La historia nos habla de un chico de quince años que cree tener ochenta y siete. En el tren nocturno de camino a Pittsburg, ataca y droga a una mujer madura, sodomiza su cuerpo y corta sus venas con una cuchilla de afeitar. Luego bebe su sangre mientras viola el cadáver, buscando, tal y como recalca el personaje, algo de amor en sus víctimas.
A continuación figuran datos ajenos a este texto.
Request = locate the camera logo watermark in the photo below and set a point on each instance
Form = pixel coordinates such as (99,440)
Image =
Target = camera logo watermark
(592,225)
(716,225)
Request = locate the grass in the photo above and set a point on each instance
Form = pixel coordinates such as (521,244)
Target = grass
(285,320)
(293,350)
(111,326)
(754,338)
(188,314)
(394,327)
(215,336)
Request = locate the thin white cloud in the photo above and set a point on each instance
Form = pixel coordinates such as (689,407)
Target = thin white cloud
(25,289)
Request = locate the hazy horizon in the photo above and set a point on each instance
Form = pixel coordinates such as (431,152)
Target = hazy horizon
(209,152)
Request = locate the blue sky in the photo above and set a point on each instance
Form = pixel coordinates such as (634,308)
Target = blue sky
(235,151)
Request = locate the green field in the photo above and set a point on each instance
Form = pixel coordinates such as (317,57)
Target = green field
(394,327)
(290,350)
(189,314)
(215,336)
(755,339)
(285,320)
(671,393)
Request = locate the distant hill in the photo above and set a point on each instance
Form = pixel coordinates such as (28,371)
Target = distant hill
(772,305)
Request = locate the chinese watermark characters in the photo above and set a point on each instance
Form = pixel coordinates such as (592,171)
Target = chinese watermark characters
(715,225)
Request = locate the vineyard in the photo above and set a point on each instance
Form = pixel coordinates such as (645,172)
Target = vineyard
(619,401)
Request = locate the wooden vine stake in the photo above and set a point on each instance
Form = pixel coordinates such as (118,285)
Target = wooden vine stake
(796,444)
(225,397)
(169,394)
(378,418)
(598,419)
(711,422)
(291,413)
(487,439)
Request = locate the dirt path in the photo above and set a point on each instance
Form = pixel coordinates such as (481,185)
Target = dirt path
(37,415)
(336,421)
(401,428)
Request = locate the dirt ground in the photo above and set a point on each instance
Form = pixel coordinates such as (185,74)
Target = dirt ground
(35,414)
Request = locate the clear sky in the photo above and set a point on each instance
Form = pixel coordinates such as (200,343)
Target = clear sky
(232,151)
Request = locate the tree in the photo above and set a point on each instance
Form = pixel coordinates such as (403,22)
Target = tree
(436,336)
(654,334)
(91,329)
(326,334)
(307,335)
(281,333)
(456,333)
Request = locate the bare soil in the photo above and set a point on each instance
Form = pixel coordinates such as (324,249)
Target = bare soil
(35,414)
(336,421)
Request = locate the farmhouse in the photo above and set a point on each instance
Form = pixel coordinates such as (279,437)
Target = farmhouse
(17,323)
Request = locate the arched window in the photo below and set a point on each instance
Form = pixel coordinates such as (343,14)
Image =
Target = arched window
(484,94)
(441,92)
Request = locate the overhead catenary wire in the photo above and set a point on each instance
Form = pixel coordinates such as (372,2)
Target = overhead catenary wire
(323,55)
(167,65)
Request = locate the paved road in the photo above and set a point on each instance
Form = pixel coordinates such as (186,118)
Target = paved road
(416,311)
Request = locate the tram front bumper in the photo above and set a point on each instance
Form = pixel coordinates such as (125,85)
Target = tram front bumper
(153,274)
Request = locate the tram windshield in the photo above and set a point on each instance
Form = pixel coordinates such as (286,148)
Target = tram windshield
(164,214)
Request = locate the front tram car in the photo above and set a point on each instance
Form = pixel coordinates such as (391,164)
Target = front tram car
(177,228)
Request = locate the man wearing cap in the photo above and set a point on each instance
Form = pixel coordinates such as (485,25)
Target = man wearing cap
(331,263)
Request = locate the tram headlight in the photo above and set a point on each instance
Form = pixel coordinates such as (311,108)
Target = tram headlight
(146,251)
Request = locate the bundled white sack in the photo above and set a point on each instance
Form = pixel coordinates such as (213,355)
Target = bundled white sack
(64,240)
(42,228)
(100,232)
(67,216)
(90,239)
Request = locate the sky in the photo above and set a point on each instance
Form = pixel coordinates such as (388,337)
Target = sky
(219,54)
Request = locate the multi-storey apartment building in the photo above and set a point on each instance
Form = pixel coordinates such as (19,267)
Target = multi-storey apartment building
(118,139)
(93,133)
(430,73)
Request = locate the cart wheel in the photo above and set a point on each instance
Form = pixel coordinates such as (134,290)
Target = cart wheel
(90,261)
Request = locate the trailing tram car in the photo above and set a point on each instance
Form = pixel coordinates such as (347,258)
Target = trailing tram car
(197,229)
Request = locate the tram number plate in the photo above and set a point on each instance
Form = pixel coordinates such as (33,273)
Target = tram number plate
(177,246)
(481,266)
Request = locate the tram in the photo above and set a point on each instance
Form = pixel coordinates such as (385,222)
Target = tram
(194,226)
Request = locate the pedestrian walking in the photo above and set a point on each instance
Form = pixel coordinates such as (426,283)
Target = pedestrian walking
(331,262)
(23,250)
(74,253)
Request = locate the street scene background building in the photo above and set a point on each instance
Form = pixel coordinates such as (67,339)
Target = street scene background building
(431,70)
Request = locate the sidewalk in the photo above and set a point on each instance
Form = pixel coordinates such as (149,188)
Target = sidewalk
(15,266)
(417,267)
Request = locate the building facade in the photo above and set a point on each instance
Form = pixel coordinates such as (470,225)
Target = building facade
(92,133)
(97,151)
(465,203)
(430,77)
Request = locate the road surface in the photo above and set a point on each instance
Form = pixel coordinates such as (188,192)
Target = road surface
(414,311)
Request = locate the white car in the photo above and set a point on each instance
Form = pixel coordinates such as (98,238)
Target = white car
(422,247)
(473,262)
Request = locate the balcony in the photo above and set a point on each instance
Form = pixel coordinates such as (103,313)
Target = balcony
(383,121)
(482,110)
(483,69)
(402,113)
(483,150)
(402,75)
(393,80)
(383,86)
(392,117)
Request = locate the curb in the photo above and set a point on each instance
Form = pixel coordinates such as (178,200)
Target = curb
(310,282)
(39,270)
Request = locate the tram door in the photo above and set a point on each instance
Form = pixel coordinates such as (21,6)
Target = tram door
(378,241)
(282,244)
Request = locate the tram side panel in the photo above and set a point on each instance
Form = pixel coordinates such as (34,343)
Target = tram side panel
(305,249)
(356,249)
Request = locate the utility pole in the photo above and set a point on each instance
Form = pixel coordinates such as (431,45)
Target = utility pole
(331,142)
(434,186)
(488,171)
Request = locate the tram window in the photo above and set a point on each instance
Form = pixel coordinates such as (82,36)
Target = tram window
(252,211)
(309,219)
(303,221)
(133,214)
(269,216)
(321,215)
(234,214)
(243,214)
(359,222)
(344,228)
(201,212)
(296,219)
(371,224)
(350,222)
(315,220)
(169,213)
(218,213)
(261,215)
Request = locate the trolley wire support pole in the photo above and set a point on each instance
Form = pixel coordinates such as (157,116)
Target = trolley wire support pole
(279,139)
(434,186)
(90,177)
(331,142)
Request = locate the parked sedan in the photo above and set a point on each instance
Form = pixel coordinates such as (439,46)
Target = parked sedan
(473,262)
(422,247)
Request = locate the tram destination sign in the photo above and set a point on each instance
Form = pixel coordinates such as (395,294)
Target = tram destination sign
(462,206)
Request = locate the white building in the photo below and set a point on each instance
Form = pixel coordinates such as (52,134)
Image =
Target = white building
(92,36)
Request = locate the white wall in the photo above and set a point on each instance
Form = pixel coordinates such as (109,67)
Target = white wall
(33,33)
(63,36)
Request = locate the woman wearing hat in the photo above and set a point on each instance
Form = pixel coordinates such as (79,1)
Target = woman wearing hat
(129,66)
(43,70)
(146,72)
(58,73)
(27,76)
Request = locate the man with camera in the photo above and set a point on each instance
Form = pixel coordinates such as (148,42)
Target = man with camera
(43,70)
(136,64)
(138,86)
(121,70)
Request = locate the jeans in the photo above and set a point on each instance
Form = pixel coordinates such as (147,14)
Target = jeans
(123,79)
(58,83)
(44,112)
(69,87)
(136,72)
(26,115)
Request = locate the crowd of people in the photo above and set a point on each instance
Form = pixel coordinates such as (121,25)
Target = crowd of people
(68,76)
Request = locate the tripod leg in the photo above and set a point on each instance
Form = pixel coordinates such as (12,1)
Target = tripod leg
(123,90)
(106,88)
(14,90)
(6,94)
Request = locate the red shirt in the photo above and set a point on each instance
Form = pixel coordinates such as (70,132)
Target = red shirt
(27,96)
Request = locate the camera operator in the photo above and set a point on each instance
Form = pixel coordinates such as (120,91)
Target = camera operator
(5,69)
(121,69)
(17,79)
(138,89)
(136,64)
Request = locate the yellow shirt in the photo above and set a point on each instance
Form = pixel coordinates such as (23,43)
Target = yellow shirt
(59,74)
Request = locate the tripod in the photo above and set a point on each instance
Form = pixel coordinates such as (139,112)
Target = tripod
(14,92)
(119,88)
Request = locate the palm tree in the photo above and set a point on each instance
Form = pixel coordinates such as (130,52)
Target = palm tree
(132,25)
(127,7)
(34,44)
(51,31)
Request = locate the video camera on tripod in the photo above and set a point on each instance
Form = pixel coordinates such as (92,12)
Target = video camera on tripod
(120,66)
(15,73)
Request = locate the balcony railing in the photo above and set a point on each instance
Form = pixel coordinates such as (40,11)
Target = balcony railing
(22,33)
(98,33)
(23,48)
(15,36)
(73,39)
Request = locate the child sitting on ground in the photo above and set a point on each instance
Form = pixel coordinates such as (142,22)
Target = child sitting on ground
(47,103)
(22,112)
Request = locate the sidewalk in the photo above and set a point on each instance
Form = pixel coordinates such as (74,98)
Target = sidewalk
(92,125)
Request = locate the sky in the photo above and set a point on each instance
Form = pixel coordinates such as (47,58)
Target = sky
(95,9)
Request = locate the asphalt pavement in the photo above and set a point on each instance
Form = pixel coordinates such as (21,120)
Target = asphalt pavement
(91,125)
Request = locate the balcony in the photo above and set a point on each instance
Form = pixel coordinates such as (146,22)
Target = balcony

Un tema realmente espinoso que hoy en día, lejos de aquel libre-libertino 1976, haría gritar de indignación a la mayor parte del público. Rodada con apenas 100.000 dólares de presupuesto, Martins fue demasiado lejos incluso para la censura de la época, que dejó constancia de su paso por el metraje del film, o para la codicia de Rubinstein, artífice de la importante amputación final que sufrió la primera versión del montaje, y que convirtió las tres horas iniciales en poco más de noventa minutos. Tras dos años de reajustes, Martin se estrenó por fin en 1978, entre críticas elogiosas, mientas la gran obra maestra de su director, Zombie, terminaba su rodaje y se disponía a arrasar en los cines.
Sí, Romero le debía mucho a Matheson, como todo aficionado al terror crecido en la década de los cincuenta o sesenta. Ahora, nuestra deuda como aficionados es doble.